March 29, 2015 - Kelsey Block
The RCAH Center for Poetry and the MSU English Department celebrated Women’s History Month with a reading and workshop by Robin Silbergleid, associate professor of English and director of creative writing at MSU. A small gathering of about fifteen women joined Silbergleid in the RCAH LookOut! Gallery to discuss ekphrasis (the phenomenon of one art form commenting on another) in her work, Frida Kahlo, My Sister, which was published by Finishing Line Press last June.
The title of the book comments on a triangulated relationship between Silbergleid, her sister, and Kahlo. Some of the poems in the book focus on Kahlo’s work, which famously focuses on the female body, while others are written about Silbergleid’s own miscarriages and her sister’s car accident and resulting disability.
In order to make it easy to have a discussion about ekphrasis, Silbergleid presented photographs of Kahlo’s paintings alongside her work at the reading. Still, she said she doesn’t think ekphrastic writing always needs to be accompanied by the piece that inspired it.
“I hope that the poems kind of stand on their own, because they tell the story of the painting,” Silbergleid said, adding that she often talks about ekphrasis in her classes. “Poems should stand on their own as independent works of art, and if I have a student who says, ‘I need to give you this painting,’ the poem’s not working; they haven’t found the language they need to render that image in a new medium.”
Silbergleid said she was first drawn to Kahlo’s work in the early 2000s, around the time she started writing about infertility and reproductive loss.

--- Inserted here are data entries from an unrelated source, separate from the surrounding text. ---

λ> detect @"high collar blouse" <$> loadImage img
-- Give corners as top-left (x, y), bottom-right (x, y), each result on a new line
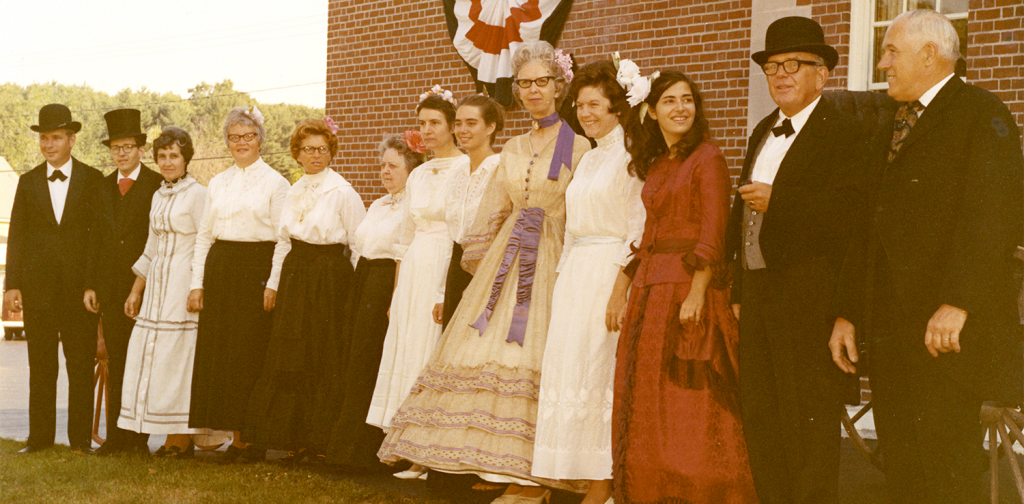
top-left (191, 158), bottom-right (290, 290)
top-left (278, 169), bottom-right (367, 266)
top-left (444, 154), bottom-right (502, 244)
top-left (351, 190), bottom-right (416, 260)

“They say you read things at the right time, and it was the right moment for me,” Silbergleid said. “I think if I’d seen her work five years before it would have been stunning, but I don’t know that it would have had the same impact on me… Everything was pointing in that direction for me.”
In the conversation after her reading, Silbergleid showed other works of art that focus on the body, such as the work feminist artist Jenny Saville and menstrual art like “Red Is the Color.” In regard to these works, as well as her own writing, Silbergleid said, “There’s no denying that it’s graphic in terms of talking about bodily stuff, but I don’t think it’s excessive or gratuitous. It needs to be there and these are conversations we need to have culturally, but it’s a tricky thing. Art has to take risks, or what’s the point?” she said. Silbergleid’s The Baby Book will be published by CavanKerry Press in November.